Cichon, 462 So. 2d 104, 105-06 (Fla.2d D.C.A 1985). The assignment of an
underlying note and guaranty agreement to a guarantor does not change the status of
the guarantor in relation to his co-guarantors. Mandolfo, 253 Neb. at 931, 573
N.W.2d at 138. Therefore, as a matter of law, the relationship between guarantors
restricts recovery to their contributive share. Weitz v. Marram, 34 Md. App. 115,
121-22, 366 A.2d 86, 89-90 (1976).
Id. at 164.
The Waco court observed, in adopting the wording of a decision from a sister state that
Common sense dictates this result. All . . . sureties agree to be liable for full payment
of the note if the principal debtor defaults and are further liable for contribution to
the co-surety who actually pays the creditor. Thus, each surety's ultimate liability
may be fixed at his virile share of the note. If one of several sureties, as here, could
purchase the note (or otherwise contractually subrogate to the creditor's rights) and
then collect the full amount of the note from a co-surety, the purchasing surety would
thereby escape liability for his virile portion of the debt. If [Appellants] were able
to succeed on their theory, then upon the debtor's default, every surety would race to
the bank to purchase the note. The Civil Code does not contemplate that a surety's
liability should be premised upon the fortuity of being the first to purchase the
debtor's note.
Byrd, 154 S.W.3d at 165 (quoting Boyter v. Shreveport Bank & Trust, 65 B.R. 944, 948 (W.D. La.
1986)).
Reciprocal Co-Guarantor Liability
Although the particular fact situation presented here has only recently been addressed by the
courts of this State, the question of liability of coguarantors to each other has a long history. For well
over a hundred years, it has been a "general and familiar rule of law" that, as among coguarantors,
each will bear his proportional part of the burden to the effect that should one of them pay more than
his proportional part, the others will contribute equally to indemnify him for any amount in excess
of his proportional part. Merchants' Nat'l Bank v. McAnulty, 89 Tex. 124, 33 S.W. 963 (1896); Sisco
v. Briones, 809 S.W.2d 524 (Tex. App.--San Antonio 1991, no writ); Byrd, 154 S.W.3d at 164.
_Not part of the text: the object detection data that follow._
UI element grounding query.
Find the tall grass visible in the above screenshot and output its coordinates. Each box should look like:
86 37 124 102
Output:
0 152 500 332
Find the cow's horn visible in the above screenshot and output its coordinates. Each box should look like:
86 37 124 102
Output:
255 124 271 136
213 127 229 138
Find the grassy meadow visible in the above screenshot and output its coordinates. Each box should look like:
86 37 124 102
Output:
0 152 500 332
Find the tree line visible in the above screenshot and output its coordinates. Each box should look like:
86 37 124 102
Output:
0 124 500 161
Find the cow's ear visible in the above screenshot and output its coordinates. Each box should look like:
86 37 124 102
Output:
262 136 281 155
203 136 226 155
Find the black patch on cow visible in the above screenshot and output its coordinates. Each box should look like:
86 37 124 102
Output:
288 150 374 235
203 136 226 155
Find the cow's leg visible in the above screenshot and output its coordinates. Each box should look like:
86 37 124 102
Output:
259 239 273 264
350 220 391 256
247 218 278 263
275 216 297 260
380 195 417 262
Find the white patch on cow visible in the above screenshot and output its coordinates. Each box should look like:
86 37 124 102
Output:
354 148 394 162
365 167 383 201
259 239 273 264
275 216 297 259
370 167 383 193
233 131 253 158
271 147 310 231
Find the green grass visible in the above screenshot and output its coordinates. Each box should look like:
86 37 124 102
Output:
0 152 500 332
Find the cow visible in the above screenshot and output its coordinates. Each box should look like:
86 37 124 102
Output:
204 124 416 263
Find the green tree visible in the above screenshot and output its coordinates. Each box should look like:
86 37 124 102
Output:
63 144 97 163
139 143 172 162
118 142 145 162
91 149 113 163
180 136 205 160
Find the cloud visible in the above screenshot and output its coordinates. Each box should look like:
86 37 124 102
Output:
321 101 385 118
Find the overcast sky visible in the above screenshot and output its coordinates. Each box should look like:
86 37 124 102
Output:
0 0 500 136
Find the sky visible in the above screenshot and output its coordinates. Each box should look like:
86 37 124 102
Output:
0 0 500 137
Bunch, still being among the joint guarantors of the note, is not entitled to recover the entire
amount of the promissory note from his coguarantors. There were four joint guarantors of the note:
Bunch, Lavender, Lively, and Coburn. Therefore, Bunch can recover judgment for only three-fourths of the jointly-owed amount.
Attorneys' Fees
The attorneys' fees which were awarded to Bunch in response to his motion for summary
judgment were based on his recovery of the entire amount of the promissory note. Since that
judgment has been reversed and since the appeal of Lavender is partially successful, the trial court
may determine a different amount of attorneys' fees for which each of the coguarantors would be
liable.
The court properly found that the surrender to Bunch of the $100,000.00 certificate of deposit
held as collateral for the note did not operate as accord and satisfaction.
The court was in error in awarding Bunch judgment against his coguarantors for the full
amount of the debt, and we hold that he was only entitled to judgment for three-fourths of the
obligation of which all four parties guaranteed payment. By having acquired the note by assignment,
however, Bunch does benefit by being able to seek recovery, jointly and severally, against the other
three joint guarantors. (2)
We reverse the judgment and remand this case to the trial court for further proceedings
consistent with our opinion.
Bailey C. Moseley
Date Submitted: January 24, 2007
Date Decided: March 6, 2007
1. The final judgment called for postjudgment interest on both the debt and attorney's fees to
be calculated at the rate of ten percent per annum, substantially different from and greater than that
prescribed by Section 304.002 of the Texas Finance Code. See Tex. Fin. Code Ann. § 304.002
(Vernon 2006). However, no point of error was raised concerning this issue and we do not address
it.
2. We recognize that rights of contribution exist between and among Lavender, Lively, and
Coburn should one or more of them pay more than the proportionate liability to satisfy the three-fourths of the debt, but issues of contribution among them is not presented here.